Recent scientific
advances in the valorization of lignin, through
e.g., (partial-)catalytic depolymerization, require equally state-of-the-art
approaches for the analysis of the obtained depolymerized lignins
(DLs) or lignin bio-oils. The use of chemometrics in combination with
infrared (IR) spectroscopy is one avenue to provide rapid access to
pertinent lignin parameters, such as molecular weight (MW) characteristics,
which typically require analysis via time-consuming size-exclusion
methods, or diffusion-ordered NMR spectroscopy. Importantly, MW serves
as a marker for the degree of depolymerization (or recondensation)
that the lignin has undergone, and thus probing this parameter is
essential for the optimization of depolymerization conditions to achieve
DLs with desired properties. Here, we show that our ATR-IR-based chemometrics
approach used previously for technical lignin analysis can be extended
to analyze these more processed, lignin-derived samples as well. Remarkably,
also at this lower end of the MW scale, the use of partial least-squares
(PLS) regression models well-predicted the MW parameters for a sample
set of 57 depolymerized lignins, with relative errors of 9.9–11.2%.

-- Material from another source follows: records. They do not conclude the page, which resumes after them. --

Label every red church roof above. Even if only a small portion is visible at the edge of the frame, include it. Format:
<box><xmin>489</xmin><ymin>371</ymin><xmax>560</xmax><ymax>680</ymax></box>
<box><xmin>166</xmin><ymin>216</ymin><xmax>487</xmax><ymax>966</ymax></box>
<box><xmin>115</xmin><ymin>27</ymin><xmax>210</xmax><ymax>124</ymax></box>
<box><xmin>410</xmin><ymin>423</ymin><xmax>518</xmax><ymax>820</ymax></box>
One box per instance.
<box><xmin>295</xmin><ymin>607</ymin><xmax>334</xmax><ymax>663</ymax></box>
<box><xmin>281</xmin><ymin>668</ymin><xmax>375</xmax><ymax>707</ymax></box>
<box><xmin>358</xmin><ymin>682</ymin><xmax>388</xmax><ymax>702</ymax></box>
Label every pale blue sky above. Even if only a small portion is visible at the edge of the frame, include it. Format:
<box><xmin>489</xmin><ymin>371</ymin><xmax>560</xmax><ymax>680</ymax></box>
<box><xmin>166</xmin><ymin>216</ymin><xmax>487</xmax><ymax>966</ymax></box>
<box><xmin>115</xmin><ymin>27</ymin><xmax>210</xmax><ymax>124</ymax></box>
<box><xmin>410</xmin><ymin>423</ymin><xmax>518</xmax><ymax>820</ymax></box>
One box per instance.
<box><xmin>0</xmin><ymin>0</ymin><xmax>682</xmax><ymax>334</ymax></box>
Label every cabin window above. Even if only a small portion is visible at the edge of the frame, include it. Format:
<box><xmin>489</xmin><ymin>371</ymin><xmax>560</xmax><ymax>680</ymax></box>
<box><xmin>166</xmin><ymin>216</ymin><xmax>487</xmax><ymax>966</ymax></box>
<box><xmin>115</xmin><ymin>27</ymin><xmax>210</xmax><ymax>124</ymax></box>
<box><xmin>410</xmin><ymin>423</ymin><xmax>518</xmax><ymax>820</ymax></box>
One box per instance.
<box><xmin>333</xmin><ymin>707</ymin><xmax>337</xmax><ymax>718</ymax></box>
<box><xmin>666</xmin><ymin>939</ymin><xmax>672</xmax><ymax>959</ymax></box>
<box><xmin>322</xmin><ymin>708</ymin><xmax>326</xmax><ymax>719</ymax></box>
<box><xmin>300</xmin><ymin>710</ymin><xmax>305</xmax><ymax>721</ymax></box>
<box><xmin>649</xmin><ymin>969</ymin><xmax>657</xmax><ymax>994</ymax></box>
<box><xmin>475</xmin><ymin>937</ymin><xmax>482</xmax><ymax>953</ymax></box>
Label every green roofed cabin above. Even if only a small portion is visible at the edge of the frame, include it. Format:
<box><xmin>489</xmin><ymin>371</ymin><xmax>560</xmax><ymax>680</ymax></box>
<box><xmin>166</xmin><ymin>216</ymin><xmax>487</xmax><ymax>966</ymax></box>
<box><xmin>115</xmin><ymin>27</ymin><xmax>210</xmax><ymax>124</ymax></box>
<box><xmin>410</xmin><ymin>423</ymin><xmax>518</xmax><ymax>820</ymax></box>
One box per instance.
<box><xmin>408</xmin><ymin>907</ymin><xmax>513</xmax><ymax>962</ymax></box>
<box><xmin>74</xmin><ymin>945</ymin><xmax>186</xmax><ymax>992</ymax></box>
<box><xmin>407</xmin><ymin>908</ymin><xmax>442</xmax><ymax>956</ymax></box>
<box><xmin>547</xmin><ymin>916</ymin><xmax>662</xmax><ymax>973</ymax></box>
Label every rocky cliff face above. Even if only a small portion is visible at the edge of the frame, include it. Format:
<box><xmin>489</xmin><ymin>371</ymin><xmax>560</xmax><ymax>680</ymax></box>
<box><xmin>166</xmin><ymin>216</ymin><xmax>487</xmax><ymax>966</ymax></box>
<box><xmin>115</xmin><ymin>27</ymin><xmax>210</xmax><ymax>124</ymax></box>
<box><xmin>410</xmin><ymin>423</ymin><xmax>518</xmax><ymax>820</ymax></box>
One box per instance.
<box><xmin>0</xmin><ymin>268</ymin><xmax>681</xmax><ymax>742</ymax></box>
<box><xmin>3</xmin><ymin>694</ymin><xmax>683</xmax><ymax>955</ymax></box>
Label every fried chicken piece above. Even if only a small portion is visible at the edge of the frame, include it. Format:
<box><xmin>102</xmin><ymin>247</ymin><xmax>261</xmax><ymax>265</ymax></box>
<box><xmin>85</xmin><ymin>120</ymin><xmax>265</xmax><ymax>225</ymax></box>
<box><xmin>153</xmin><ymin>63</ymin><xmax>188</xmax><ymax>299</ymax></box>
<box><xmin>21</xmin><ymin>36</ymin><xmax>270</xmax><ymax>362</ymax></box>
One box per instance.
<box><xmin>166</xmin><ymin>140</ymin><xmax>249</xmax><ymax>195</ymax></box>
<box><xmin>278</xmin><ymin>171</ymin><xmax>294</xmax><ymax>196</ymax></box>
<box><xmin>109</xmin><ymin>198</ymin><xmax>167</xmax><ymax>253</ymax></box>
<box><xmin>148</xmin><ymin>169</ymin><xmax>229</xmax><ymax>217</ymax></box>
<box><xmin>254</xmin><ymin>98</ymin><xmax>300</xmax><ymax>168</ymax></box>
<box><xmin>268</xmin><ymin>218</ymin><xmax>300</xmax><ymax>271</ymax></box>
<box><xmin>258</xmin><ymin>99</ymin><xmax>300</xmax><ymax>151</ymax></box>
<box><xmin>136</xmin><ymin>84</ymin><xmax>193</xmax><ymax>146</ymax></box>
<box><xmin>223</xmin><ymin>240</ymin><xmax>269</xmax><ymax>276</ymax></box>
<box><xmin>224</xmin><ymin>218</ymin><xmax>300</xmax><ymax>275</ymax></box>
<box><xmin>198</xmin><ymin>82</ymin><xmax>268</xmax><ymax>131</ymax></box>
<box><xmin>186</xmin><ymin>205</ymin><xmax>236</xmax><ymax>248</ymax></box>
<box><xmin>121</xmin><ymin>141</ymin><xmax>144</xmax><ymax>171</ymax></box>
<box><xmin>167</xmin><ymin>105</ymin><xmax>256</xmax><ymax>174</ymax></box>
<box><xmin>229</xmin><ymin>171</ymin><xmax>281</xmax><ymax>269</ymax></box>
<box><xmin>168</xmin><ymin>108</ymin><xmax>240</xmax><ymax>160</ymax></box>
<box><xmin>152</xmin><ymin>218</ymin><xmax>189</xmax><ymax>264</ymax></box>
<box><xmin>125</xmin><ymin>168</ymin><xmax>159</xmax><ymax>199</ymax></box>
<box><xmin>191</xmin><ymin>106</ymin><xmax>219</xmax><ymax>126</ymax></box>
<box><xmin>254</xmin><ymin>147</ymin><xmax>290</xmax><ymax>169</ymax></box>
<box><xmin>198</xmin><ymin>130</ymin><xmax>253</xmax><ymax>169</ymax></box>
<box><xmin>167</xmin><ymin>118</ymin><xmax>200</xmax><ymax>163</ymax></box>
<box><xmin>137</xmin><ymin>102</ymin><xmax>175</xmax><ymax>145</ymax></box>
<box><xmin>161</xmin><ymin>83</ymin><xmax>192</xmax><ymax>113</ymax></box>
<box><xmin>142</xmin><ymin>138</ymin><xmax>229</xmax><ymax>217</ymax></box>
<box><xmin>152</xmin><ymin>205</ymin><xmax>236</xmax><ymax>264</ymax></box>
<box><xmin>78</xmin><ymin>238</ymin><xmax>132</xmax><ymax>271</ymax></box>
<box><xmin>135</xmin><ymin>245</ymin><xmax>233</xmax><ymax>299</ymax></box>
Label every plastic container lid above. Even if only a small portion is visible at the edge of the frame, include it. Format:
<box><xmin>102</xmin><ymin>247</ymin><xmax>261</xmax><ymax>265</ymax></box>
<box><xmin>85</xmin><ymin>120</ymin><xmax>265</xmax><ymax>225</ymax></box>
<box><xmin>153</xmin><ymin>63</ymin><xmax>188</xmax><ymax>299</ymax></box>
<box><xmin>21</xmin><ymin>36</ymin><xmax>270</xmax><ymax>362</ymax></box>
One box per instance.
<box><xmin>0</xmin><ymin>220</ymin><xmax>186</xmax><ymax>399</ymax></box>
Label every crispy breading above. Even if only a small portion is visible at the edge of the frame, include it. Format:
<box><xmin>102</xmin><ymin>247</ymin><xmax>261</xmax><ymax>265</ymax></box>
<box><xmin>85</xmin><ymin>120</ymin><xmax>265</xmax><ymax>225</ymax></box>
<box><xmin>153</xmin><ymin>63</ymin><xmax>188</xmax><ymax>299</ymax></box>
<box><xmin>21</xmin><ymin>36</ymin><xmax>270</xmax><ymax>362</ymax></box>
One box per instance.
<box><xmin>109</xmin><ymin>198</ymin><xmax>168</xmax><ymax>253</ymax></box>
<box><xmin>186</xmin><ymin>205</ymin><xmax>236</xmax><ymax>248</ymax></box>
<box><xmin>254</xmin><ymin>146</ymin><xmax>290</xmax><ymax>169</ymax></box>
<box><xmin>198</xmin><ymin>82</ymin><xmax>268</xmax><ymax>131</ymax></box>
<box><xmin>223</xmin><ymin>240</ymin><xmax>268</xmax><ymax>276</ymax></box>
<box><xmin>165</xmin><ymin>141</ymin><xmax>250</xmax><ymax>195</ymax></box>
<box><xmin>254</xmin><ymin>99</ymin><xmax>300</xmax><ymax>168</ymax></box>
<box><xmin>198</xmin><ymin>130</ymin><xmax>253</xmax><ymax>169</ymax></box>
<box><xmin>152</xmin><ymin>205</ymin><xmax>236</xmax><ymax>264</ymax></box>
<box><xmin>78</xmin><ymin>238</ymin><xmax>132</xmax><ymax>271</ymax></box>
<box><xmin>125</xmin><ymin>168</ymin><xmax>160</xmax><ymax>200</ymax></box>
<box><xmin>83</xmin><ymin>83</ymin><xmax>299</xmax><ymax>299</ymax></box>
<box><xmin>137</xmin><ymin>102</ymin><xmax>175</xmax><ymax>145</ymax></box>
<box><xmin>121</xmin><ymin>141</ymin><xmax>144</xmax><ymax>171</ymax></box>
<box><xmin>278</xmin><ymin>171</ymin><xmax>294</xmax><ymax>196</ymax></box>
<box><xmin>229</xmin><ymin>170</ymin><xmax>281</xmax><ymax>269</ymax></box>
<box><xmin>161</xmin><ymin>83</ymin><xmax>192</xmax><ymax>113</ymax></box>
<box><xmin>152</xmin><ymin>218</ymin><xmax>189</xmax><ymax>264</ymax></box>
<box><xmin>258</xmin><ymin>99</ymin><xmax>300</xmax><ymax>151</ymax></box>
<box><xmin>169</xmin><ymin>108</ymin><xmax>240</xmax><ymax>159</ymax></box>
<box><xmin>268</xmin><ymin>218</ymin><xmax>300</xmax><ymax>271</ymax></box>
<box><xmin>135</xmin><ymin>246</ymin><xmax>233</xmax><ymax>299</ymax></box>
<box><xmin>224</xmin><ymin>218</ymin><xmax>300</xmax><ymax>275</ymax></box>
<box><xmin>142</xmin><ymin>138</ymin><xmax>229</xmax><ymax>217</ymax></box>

Furthermore, principal component analysis (PCA) showed good correspondence
with features in the regression vectors for each of the biomass classes
(hardwood, herbaceous/grass, and softwood) obtained from PLS-discriminant
analysis (PLS-DA). Overall, we show that the IR spectra of DLs are
still amenable to chemometric analysis and specifically to rapid,
predictive characterization of their MW, circumventing the time-consuming,
tedious, and not generally accessible methods typically employed.